You could throw their '88 cut, "You Gots To Chill," on at any bar or club from the Phase in Homewood to Dream in D.C. and guarantee yourself a dancefloor riot.
After parting ways with partner, Parrish Making Dollars, the Def Squad age emerged spawning two of the most rah-rah, most beautifullest emcees of our time: Redman and Keith Murray. This is where Sermon started becoming more known for his producing prowess, rather than rapping -- which for argument's sake, he's never been stellar at.
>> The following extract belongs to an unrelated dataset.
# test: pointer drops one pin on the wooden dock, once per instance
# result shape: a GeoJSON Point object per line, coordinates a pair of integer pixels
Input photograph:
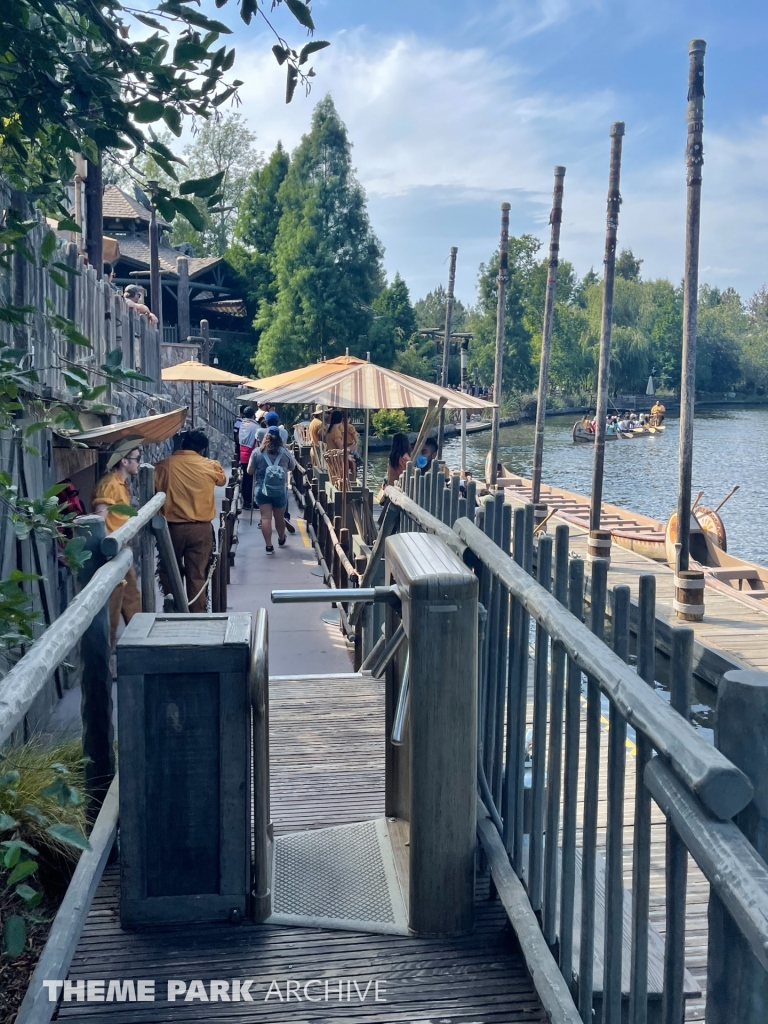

It's in this post-Wig Split era that he delivers his third solo effort Chilltown, New York. We call it Wig Split because of the infamous incident where he allegedly jumped, fell or was pushed out of a window, dropping a few floors and supposedly literally cracked his head open. In an XXL interview, the woman whose apartment he plunged from said that she had to put his baseball cap on to keep his head together. After bumping his head, he left Def Jam Records for Clive Davis' new J Records and was putting out tunes you could groove to with yo' grandmamma, like "Music," which employed a generous sample of an old Marvin Gaye song.
Sermon as a solo artist has never dropped a thoroughly dope banger. Chilltown is probably the closest he's come. He does all the production for it, which will always win because it throws him back to a heavily favored hip-hop era where a singular producer normally would soundtrack an entire album -- or most of it. Remember when a Mobb Deep CD would be all Havoc, a Snoop joint all Dr. Dre, ATCQ all Ali Shaheed Muhammad, and Outkast or Goodie Mob all Organized Noize? The decision to do that ensures that an opus will have a true identity as opposed to the schizophrenic offerings that come out now featuring every producer out there: Timbaland, Neptunes, Just Blaze, Kanye West, Mannie Fresh, Kanye West, plus a bonus track from Kanye West.
Sermon's lyrical growth hasn't been as refined as that of contemporaries Kool G. Rap, Masta Ace or KRS-ONE. He can't resist rhymin' about the rims on his Benz and his goddamn green eyes. It seems so high school, and in an age where teens get color contacts to make their pupils every color in a Skittle bag, no one cares what color his eyes are. For black people, the green-eyed look, natural or not, is no longer exotic or even interesting.
There are also points of laziness, such as in "Street Hop" where he finds, like many others way before him, that Nas' one-liners make for excellent hooks. But Sermon decides instead to steal an entire bar from Nas for his hook. Then he goes so far as to recite Nas' lyric, "I'm the man's man / you favorite rapper's rapper," taking from Nas and rapper Styles P. in one breath. There's a fine line between flattery and biting in hip hop and Sermon unfortunately stumbles into the latter too often.
Sermon is cursed with the fact that though he's been out as long as Dr. Dre, he doesn't have that producer's money or accolades, not even in the hood. He often bitches about this in his songs, probably to little sympathy. But as long as he continues his steady stream of solid production quality and keeps a keen eye for new talent (his new artist Sy Scott is off the coat rack), he won't have to worry about being forgotten.